見出し画像

モールス信号が含まれている音楽

世の中でこれまでにリリースされた楽曲の中には、モールス信号が含まれているケースがある。モールス信号と明らかにわかる形で入っている事もあれば、隠れメッセージ的に楽曲演奏に忍び込ませて入っている事もある。私は以前にアマチュア無線でモールス通信をやっていた経験があり、欧文モールスならば現在も多少は聞き取ることが出来る。今回はモールス信号が含まれている楽曲についてnoteしてみたい。

John Lennon & Yoko Ono - I'm Loosing You~I'm Moving On

まずは私の好きなビートルズ関連のモールス・ネタを幾つか紹介する所からスタートしたい。ジョン・レノン&オノ・ヨーコの1980年のアルバム"Double Fantasy”におけるメドレー "I'm Loosing You~I'm Moving On"のまさに曲をバトンタッチする所で
ー・ーー ーーー ・・ー  ・ー・・ ーーー ・・・ー ・
つまり”You Love”というモールス信号が確認できる。
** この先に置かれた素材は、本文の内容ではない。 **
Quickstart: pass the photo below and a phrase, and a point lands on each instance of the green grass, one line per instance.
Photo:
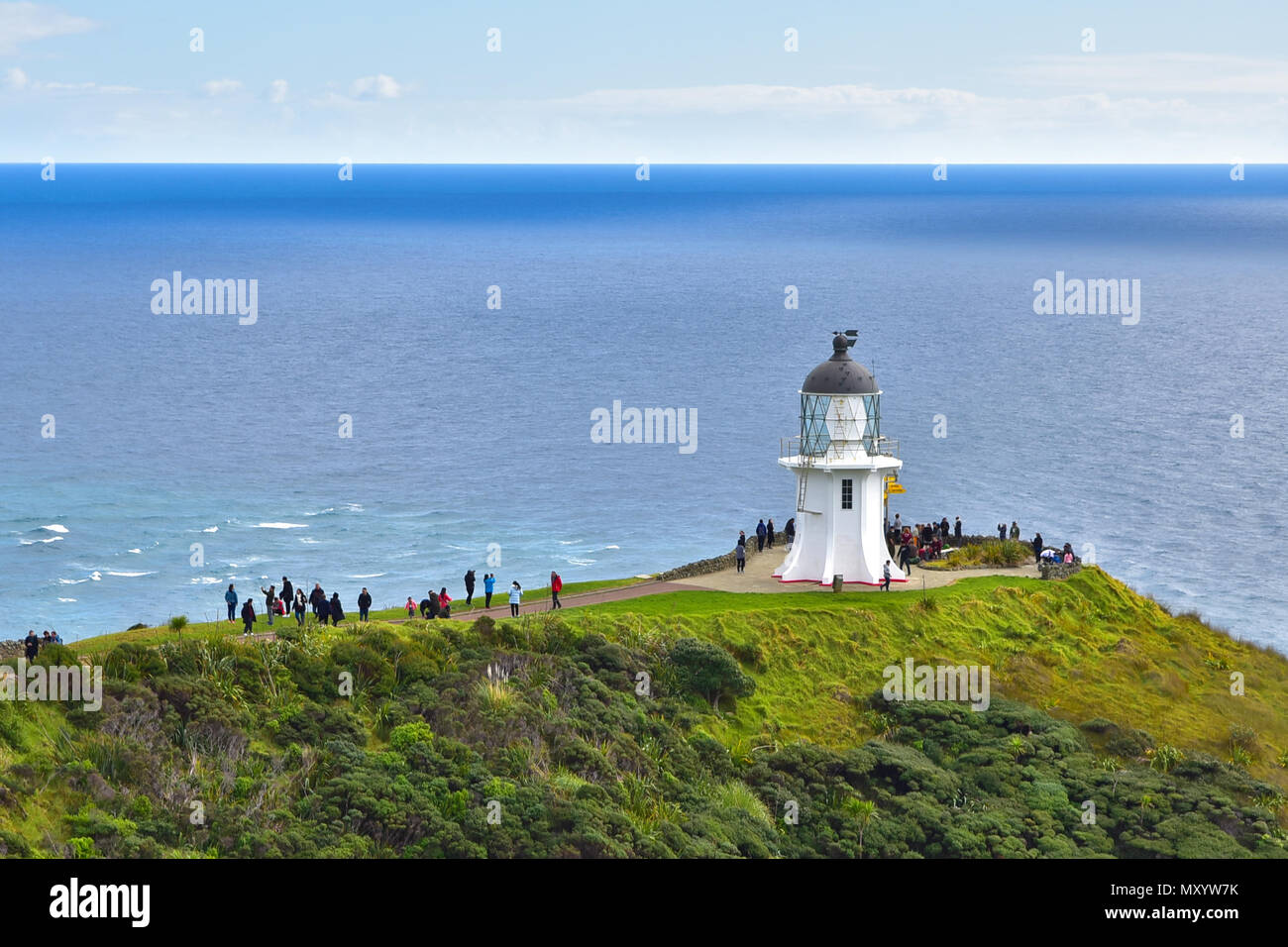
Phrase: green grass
(1087, 647)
下に2曲のYoutubeを貼っておくが、まさに肝心なモールス信号がなっている途中で曲が別れてしまうので、LP、CDや、ストリーミングサービスで連続的に曲をプレイするよう設定し、I'm Loosing You~I'm Moving Onを続けて再生でご確認いただきたい。なおソースは80年代当時のCQ誌(アマチュア無線専門誌)上で知った。
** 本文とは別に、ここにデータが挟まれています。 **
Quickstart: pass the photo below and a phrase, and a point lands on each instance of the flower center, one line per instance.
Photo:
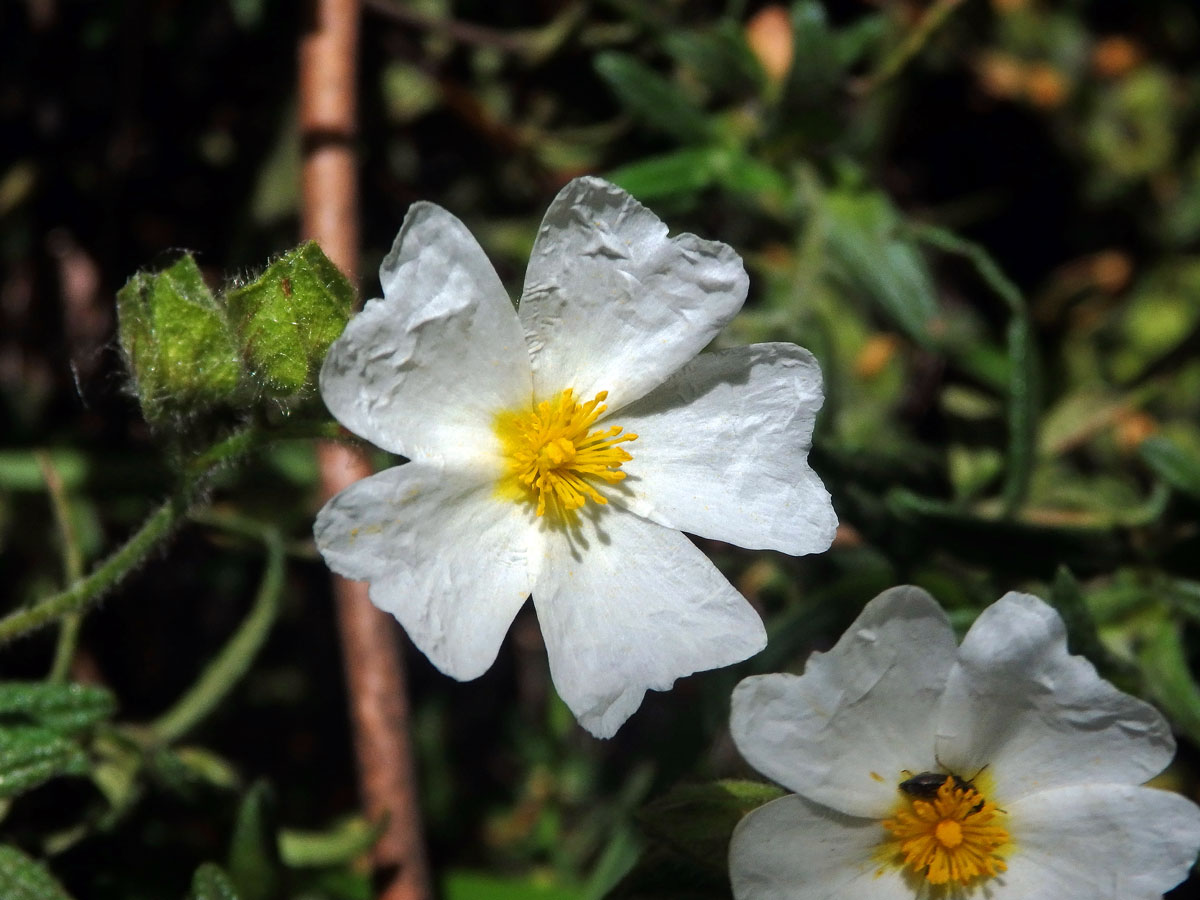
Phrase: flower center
(952, 837)
(555, 456)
Paul McCartney -  Through Our Love

ジョン&ヨーコだけでなくポール・マッカートニーもモールス信号を音楽に取り入れている。1983年のPipes of Peaceに収録の"Through Our Love"でその冒頭のストリングスが、
・ーー・ ・ ・ー ー・ー・ ・
と演奏しているのが確認できる。これは間違いなくモールス信号"PEACE"である。そして歌が入っても数回この"PEACE"のモールス・ストリングスがリズムに合った形で演奏される。ナレーション的なものでなく、演奏の一部として有機的にモールス信号を扱った数少ない例であろう。自慢させていただくとこれは私自身が気づいた事で、2021年3月15日現在、ネットを見回してで話題になっているのを確認できていない(この時点でwikiにも記されていない)なので、気づけたことを誇らしく思っている。
 ただこの曲、アルバムPipes of Pieceの2015年のリマスターより前のエディションでは冒頭のPEACEのP、
つまり・ーー・の頭が欠けてー・ Nになってしまっており、30数年にわたりNEACEの状態でリリースされてしまっていた(こちらがそのオリジナルバージョン)。誰かがポール・サイドに指摘し、リマスターにあたり晴れて修正されたとみている。時間がかかったとはいえ修正されたことを喜ばしく思う。(まぁNEACEでも人の苗字と捉えることが出来るが・・)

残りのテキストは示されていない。